RSS a good start, but a federated PBCore-based metadata archive would be better
John Proffitt, February 27th, 2007I’d like to echo Dale’s posting, and expand upon it just a bit more.
First off, I agree that the political hurdles to implementing a standardized and centralized media back-end for the public media world are daunting. Further, I think what we see as “public media” is going to shift around rapidly in next couple of years, so determining who is “allowed” into the fold will becoming increasingly difficult (e.g. can a library join, or do you have to be a broadcaster with an active high-power FM or TV license?). There are other challenges as well, but let’s leave that issue alone for the moment.
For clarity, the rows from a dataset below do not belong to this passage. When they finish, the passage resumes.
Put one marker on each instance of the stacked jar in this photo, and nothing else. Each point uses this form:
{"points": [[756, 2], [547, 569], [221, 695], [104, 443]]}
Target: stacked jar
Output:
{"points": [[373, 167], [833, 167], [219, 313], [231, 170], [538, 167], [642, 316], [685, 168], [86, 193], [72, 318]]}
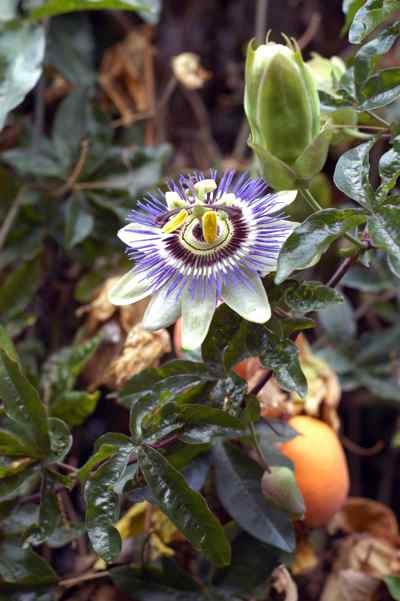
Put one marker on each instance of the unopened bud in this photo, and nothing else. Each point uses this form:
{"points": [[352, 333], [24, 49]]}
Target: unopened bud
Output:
{"points": [[279, 487], [281, 100]]}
Back to the tech…
I think a centralized storage system is probably a bad idea, or at least one that would be difficult to achieve for all kinds of reasons. It’s also unnecessary. Why does everything have to be stored together, under one roof? The storage can be anywhere. It’s the live, searchable content index that would be most useful to the public, to other stations, to search engines and more. Let’s just remember that storage and indexing do not have to occur at the same place.
Now, about RSS. I think RSS is a great syndication system for short-form and linked media for recently published items. But RSS strikes me as insufficient as a deep-catalog syndication system. For example, how would I syndicate — using RSS — a catalog of 50,000 items or 100,00 items, in which the items are drawn from a variety of subjects and media formats and sources, each with various rights and authors associated with them? Theoretically, RSS could do this, as it’s just a string of XML. However, RSS 2.0 in its baseline configuration doesn’t carry all the data a centralized search system would need. Sure you can extend RSS with your own additional XML tags (just look at iTunes), but it still sounds a little silly to me to do it that way.
What I would propose is the establishment of a standard metadata description and storage pointer language, based on the PBCore schema (which is pretty complete already). Each public media entity would then expose its metadata index and its digital media archive to the public, to other stations, and to a centralized repository that would periodically accept updates from the edge storage and indexing systems. Access to the data could be tiered as desired, exposing only those items you wish to expose to various users or partners.
Using this metadata standard would allow the proposed central index to gather information from repositories both inside and outside the public media world.
In this way, we have the local control required (for whatever reasons) over media assets, yet the central searchability of our content is not impaired. Local entities would be required to meet certain metadata standards (and tests) before being accepted into the central indexing system. And getting into the system would be a high priority for any media companies wanting to be “found” online, especially in areas beyond the reach of any legacy transmitters.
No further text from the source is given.